Bradley presents new developments in remote camera control
Bradley Engineering, a designer of specialist and remote controlled cameras, will present their latest developments in remote controlled cameras at IBC – taking place from 10 to 15 September 2015 at the RAI in Amsterdam – along with the new cameras in Bradley’s own range.
One of the highlights on this year’s stand will be Bradley’s brand new Radio Controlled camera interface board, (R-C) which works with Bradley’s remote control panel to add professional broadcast quality camera control to cameras mounted on drones.
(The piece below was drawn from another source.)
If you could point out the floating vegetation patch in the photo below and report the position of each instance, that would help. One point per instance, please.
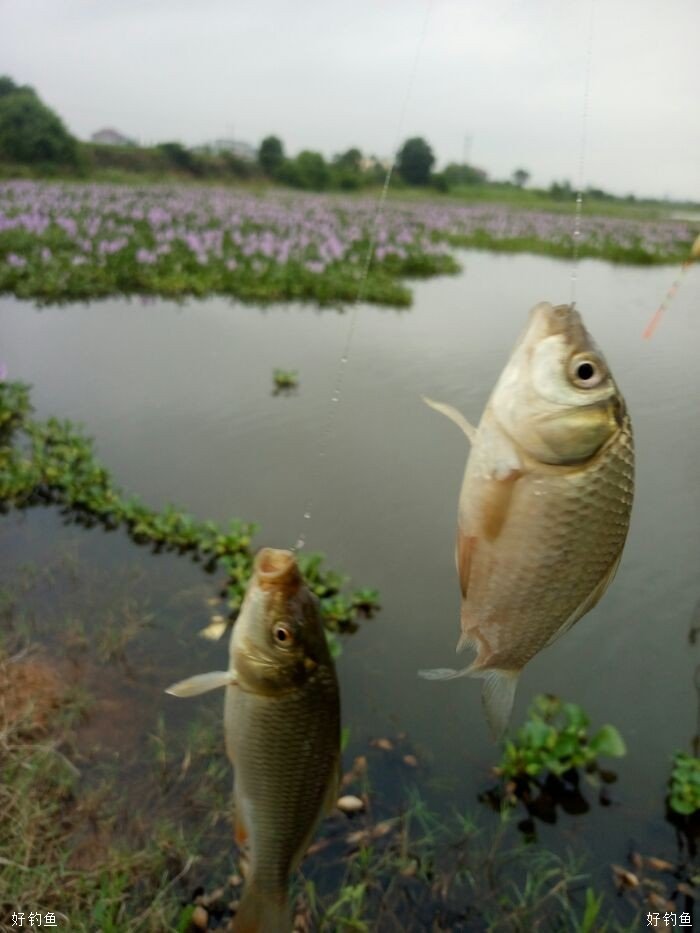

The R-C interface controls all of the camera parameters, including pan tilt, zoom, colour balance, focus and iris, and will be sold as a PCB. It will operate with Sony, Hitachi, Ikegami, JVC, Panasonic and Grass Valley cameras as well as any LANC camera and Bradley’s own camera range. The live demonstration will show the camera moving in three dimensions on a 4-wire system from DynamiCam.
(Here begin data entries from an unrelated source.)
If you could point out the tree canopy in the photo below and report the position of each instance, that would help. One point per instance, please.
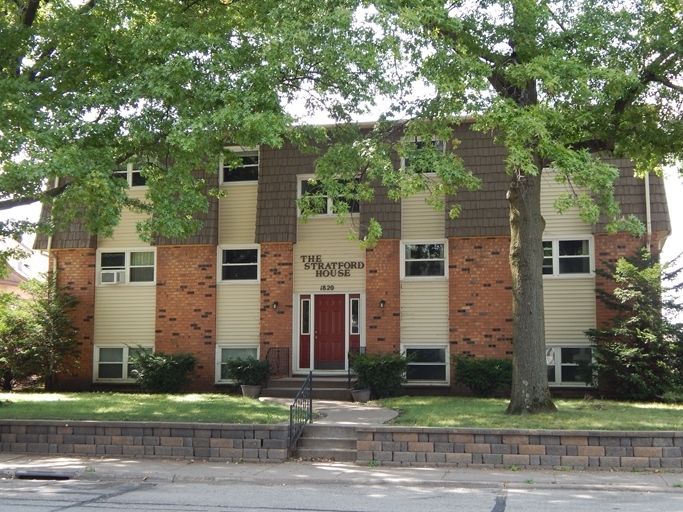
(87, 88)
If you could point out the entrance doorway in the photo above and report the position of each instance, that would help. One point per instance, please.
(329, 326)
(329, 343)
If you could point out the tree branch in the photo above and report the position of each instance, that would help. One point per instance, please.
(28, 12)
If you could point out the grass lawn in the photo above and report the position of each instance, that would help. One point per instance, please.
(204, 408)
(571, 415)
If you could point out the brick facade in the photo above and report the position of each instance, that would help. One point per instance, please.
(76, 270)
(480, 297)
(382, 283)
(186, 306)
(277, 286)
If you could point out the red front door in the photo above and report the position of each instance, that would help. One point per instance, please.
(330, 334)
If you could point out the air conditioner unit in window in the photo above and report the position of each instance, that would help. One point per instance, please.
(113, 276)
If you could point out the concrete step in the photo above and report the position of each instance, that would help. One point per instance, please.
(324, 388)
(327, 442)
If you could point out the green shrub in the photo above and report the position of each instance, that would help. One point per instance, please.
(248, 371)
(483, 376)
(638, 354)
(157, 372)
(384, 374)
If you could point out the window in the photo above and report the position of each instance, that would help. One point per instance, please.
(126, 267)
(564, 364)
(246, 167)
(223, 353)
(114, 362)
(311, 192)
(132, 173)
(424, 259)
(422, 160)
(239, 264)
(567, 257)
(429, 364)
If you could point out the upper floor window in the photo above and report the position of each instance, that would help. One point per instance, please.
(567, 257)
(239, 264)
(246, 167)
(132, 173)
(321, 204)
(420, 159)
(424, 259)
(118, 267)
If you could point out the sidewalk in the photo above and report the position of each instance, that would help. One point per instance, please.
(320, 473)
(298, 472)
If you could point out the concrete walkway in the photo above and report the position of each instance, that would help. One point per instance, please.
(298, 472)
(346, 414)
Bradley will reveal a brand new camera in the range, the HDC 180, at IBC this year. Slightly larger than the other HDC family cameras, it fills the gap between Bradley’s HDC and the Camball, and comes with a 18x zoom and genlock. Bradley has designed this camera to compete with similar cameras from bigger manufacturers.
Bradley will also present a revolutionary new device called the SwingArm, which will be demonstrated at the stand, showing visitors a new way to get camera arching shots of commercial packs and products in as little as ten minutes. Built by Bradley’s partner 9.Systems, it has a cantilever arm which attaches to a normal camera tripod, and rotates horizontally or vertically to contour and track, pan and tilt around the subject.
Bradley will also be showing the new 4K camera born out of a collaboration with JVC Kenwood, Bradley’s new HDC 160 camera which replaces the HDC150 this year, the all-new GimBall3, a 3-axis stabilised version of the CamBall3, and the CamBall 4K prototype.